Unfortunately, Thriller doesn’t do much else to elevate that commentary. We don’t know anything about Chauncey before the prank—we see him give a homeless man a hot dog early on, signaling that he’s got a good heart, but his personality changes drastically and we’re not shown what happened while he was away. We’re given some insight into the friend circle that present-day Chauncey (Jason Woods) is stalking and their personal aspirations and issues, but we don’t get to spend much time with them. Kim (Pepi Sonuga), the sister of the girl Chauncey accidentally killed, “talks” to her dead sister in the mirror a couple times, pitching her voice higher to mimic her. Is this how she’s been dealing with trauma? It’s never explained—a lot of things aren’t—and the stiff acting throughout flattens any nuance or emotional arc.
If Thriller leaned into humor or social commentary—or even explored its surroundings more—it might be a more engaging watch. But it takes itself a little too seriously, even when it’s indulging worn-out tropes (jumpscares!) or setting up blunt-edge twists (the killer could be someone else!). In one scene, a cop tells a frightened Lisa, “You sound like one of those paranoid white girls in a scary movie,” but that’s about as far as Thriller goes into satire of the genre. The film also introduces a now-famous rapper named Unique who returns to Compton and whose sole purpose seems to be having sex with an underage student and then being killed. But maybe this is a reversal of the woman-killed-after-sex horror trope?
At 90 minutes, Thriller could have probably been sanded down to 60 (and cut down half of the characters).

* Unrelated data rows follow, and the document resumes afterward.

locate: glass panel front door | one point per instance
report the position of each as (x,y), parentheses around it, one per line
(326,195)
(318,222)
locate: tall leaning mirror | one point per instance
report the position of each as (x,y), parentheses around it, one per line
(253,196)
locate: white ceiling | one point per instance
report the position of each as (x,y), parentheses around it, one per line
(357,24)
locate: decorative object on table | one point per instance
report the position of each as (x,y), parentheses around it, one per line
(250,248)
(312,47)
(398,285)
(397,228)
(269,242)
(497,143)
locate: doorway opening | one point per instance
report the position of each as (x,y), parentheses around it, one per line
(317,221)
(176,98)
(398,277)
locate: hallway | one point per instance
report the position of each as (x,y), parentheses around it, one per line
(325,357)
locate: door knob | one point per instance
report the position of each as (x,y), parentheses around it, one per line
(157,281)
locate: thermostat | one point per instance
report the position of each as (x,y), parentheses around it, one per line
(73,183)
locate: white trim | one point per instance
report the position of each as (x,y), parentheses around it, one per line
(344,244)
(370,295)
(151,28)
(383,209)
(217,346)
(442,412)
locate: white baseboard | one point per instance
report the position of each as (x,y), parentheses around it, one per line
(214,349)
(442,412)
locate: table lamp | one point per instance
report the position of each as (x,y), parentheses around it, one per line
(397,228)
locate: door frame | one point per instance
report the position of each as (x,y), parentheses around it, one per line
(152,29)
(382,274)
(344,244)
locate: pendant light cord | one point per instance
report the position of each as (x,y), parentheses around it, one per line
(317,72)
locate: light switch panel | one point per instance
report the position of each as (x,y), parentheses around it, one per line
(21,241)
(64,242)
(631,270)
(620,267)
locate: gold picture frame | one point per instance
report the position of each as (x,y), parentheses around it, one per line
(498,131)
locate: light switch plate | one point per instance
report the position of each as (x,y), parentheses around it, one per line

It might have worked better as part of a horror anthology; maybe Blumhouse’s Hulu series Into the Dark. A framework is there but it doesn’t feel quite finished. Netflix’s recent original horror offerings have been more miss than hit but this influx of low-to-mid-budget titles might also be part of Netflix’s approach to reaching majority original content. Thriller adds a different point of view to the genre and flips the traditional white-framed slasher narrative. It just doesn’t do much with else with it.